La dirigente dell’istituto Paolo Savi, Maria Patrizia Gaddi, preferisce tagliare corto sulla questione dei saluti fascisti che si sarebbero verificati a scuola.
“Non ho ricevuto alcuna lettera” dice riferendosi alla missiva della Rete degli studenti medi, inviata e pubblicata anche sui media locali.
Nel lungo e approfondito messaggio dei ragazzi alla preside si parlava di presunti episodi di saluti fascisti, fatti in classe e poi immortalati e postati sui social network.

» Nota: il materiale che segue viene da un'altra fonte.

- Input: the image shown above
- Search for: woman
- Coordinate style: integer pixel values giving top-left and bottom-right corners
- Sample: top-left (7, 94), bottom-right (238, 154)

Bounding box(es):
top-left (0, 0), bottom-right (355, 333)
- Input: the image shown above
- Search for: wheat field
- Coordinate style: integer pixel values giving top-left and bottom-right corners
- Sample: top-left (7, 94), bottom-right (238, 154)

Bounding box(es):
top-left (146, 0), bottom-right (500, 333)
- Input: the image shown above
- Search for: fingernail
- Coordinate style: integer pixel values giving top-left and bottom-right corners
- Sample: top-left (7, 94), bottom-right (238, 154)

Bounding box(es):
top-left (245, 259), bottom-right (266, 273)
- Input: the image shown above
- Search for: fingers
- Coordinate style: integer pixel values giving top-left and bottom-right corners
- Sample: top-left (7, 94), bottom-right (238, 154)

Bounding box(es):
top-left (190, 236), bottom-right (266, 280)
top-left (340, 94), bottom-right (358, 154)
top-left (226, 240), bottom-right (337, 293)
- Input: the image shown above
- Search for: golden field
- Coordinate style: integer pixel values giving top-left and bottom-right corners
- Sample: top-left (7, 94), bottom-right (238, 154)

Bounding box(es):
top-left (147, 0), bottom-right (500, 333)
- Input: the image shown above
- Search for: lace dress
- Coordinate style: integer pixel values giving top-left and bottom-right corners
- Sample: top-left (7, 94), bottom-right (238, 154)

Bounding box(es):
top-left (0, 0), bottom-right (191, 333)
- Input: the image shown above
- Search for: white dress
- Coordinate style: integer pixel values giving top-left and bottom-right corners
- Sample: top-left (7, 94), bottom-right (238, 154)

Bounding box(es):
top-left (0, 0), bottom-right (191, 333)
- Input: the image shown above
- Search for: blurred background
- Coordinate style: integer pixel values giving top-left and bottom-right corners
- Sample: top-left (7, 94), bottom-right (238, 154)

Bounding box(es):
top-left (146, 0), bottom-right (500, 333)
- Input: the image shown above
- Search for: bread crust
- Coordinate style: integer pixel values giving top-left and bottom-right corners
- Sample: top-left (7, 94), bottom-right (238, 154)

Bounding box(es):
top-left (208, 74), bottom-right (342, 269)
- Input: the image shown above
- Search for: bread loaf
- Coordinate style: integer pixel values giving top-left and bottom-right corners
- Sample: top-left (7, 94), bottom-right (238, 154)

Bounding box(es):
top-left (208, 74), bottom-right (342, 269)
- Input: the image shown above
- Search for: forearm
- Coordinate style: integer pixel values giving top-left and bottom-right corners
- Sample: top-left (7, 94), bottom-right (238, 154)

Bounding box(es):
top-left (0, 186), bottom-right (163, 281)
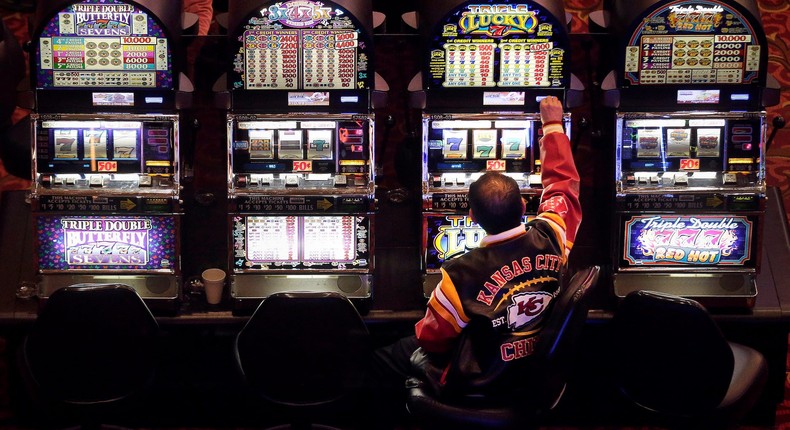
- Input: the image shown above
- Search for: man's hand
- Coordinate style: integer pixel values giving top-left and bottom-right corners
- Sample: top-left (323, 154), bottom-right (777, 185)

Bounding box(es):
top-left (540, 96), bottom-right (562, 124)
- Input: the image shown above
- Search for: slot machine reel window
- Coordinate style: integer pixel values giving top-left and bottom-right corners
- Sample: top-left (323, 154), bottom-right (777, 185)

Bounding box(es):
top-left (231, 120), bottom-right (369, 181)
top-left (35, 0), bottom-right (173, 89)
top-left (618, 118), bottom-right (728, 185)
top-left (35, 120), bottom-right (175, 176)
top-left (233, 215), bottom-right (370, 271)
top-left (428, 120), bottom-right (537, 178)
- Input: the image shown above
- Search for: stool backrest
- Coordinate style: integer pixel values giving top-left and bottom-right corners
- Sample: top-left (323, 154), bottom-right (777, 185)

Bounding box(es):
top-left (22, 284), bottom-right (159, 404)
top-left (235, 292), bottom-right (371, 406)
top-left (613, 291), bottom-right (734, 414)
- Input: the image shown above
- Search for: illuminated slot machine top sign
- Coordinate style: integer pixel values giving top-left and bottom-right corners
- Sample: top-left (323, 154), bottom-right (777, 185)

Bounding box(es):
top-left (623, 0), bottom-right (766, 86)
top-left (427, 3), bottom-right (568, 88)
top-left (35, 0), bottom-right (173, 90)
top-left (232, 0), bottom-right (373, 92)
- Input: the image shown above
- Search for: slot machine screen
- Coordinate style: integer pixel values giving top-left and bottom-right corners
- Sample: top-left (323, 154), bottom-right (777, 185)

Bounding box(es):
top-left (424, 214), bottom-right (535, 272)
top-left (623, 0), bottom-right (767, 87)
top-left (428, 120), bottom-right (538, 173)
top-left (233, 215), bottom-right (370, 271)
top-left (231, 0), bottom-right (373, 91)
top-left (231, 119), bottom-right (370, 174)
top-left (618, 114), bottom-right (764, 186)
top-left (622, 214), bottom-right (757, 268)
top-left (35, 0), bottom-right (173, 90)
top-left (425, 3), bottom-right (568, 90)
top-left (35, 120), bottom-right (176, 175)
top-left (36, 216), bottom-right (177, 272)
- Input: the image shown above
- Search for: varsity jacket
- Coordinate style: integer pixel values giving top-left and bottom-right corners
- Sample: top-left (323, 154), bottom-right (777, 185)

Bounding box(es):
top-left (412, 125), bottom-right (581, 400)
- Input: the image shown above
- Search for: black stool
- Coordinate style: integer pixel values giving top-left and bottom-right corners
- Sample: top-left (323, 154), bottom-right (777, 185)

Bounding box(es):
top-left (406, 266), bottom-right (600, 429)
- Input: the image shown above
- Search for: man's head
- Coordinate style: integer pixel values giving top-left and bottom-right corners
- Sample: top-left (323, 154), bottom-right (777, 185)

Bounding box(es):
top-left (469, 172), bottom-right (526, 234)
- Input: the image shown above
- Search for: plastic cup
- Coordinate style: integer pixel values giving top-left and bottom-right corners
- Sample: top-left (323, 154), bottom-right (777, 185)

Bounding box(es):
top-left (200, 269), bottom-right (225, 305)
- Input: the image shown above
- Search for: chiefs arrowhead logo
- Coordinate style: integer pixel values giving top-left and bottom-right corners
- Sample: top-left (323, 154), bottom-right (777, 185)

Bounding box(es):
top-left (540, 196), bottom-right (568, 216)
top-left (507, 291), bottom-right (554, 330)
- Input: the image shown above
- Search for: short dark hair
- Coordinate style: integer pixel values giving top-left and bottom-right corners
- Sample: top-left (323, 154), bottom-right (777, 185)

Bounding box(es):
top-left (469, 172), bottom-right (524, 234)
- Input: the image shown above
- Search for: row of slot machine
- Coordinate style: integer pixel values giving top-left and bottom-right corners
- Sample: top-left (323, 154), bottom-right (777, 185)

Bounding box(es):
top-left (20, 0), bottom-right (777, 313)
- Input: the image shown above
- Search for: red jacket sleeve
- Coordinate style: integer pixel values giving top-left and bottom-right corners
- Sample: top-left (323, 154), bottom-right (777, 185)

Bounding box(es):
top-left (538, 131), bottom-right (582, 258)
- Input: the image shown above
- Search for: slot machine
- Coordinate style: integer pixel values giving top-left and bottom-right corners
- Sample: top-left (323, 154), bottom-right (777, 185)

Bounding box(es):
top-left (604, 0), bottom-right (778, 308)
top-left (412, 0), bottom-right (581, 296)
top-left (30, 0), bottom-right (185, 312)
top-left (226, 0), bottom-right (382, 314)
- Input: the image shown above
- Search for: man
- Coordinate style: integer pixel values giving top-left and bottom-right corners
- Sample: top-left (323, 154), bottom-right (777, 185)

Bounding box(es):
top-left (372, 97), bottom-right (581, 420)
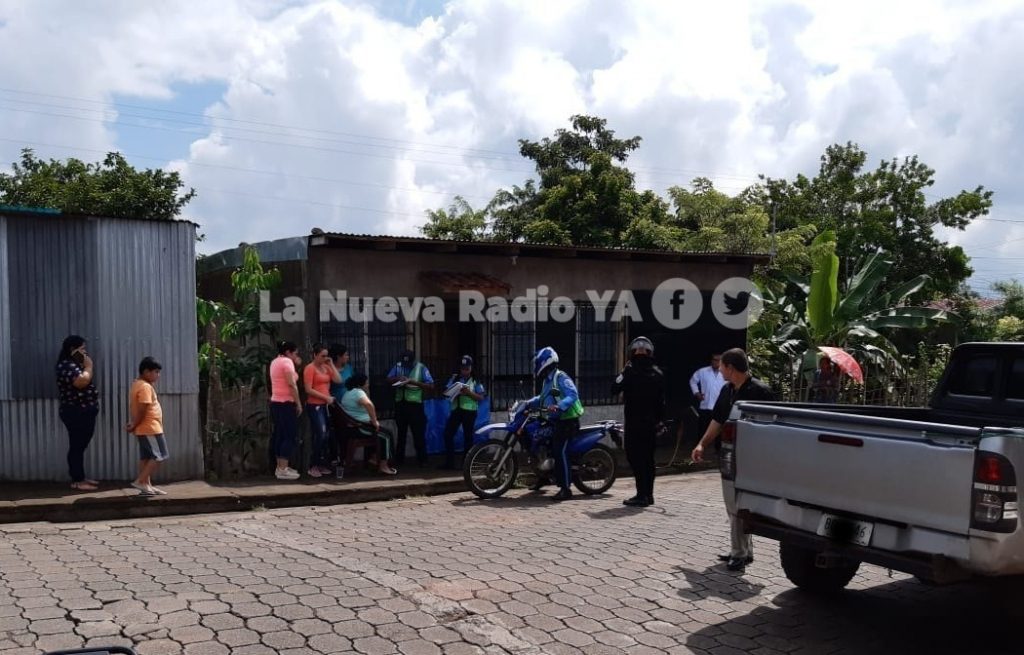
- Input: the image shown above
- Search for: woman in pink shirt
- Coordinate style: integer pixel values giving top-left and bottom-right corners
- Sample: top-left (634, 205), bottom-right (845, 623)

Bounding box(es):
top-left (302, 344), bottom-right (341, 478)
top-left (270, 341), bottom-right (302, 480)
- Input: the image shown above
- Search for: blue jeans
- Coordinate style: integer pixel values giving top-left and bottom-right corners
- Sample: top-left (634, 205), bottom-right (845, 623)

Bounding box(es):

La Rete degli studenti chiedeva alla dirigente scolastica quali soluzioni si potrebbero adottare per evitare certi gesti. Con percorsi educativi, iniziative e riflessioni profonde sulla storia italiana più o meno recente ma, soprattutto, focalizzando l’attenzione al rispetto reciproco delle idee e alla democrazia.
“Ho letto la lettera sulla stampa – spiega Maria Patrizia Gaddi – perché a me non è pervenuto nulla. In ogni caso so che c’è un’indagine in corso e quindi procederà chi di dovere. Non ho altro da aggiungere”.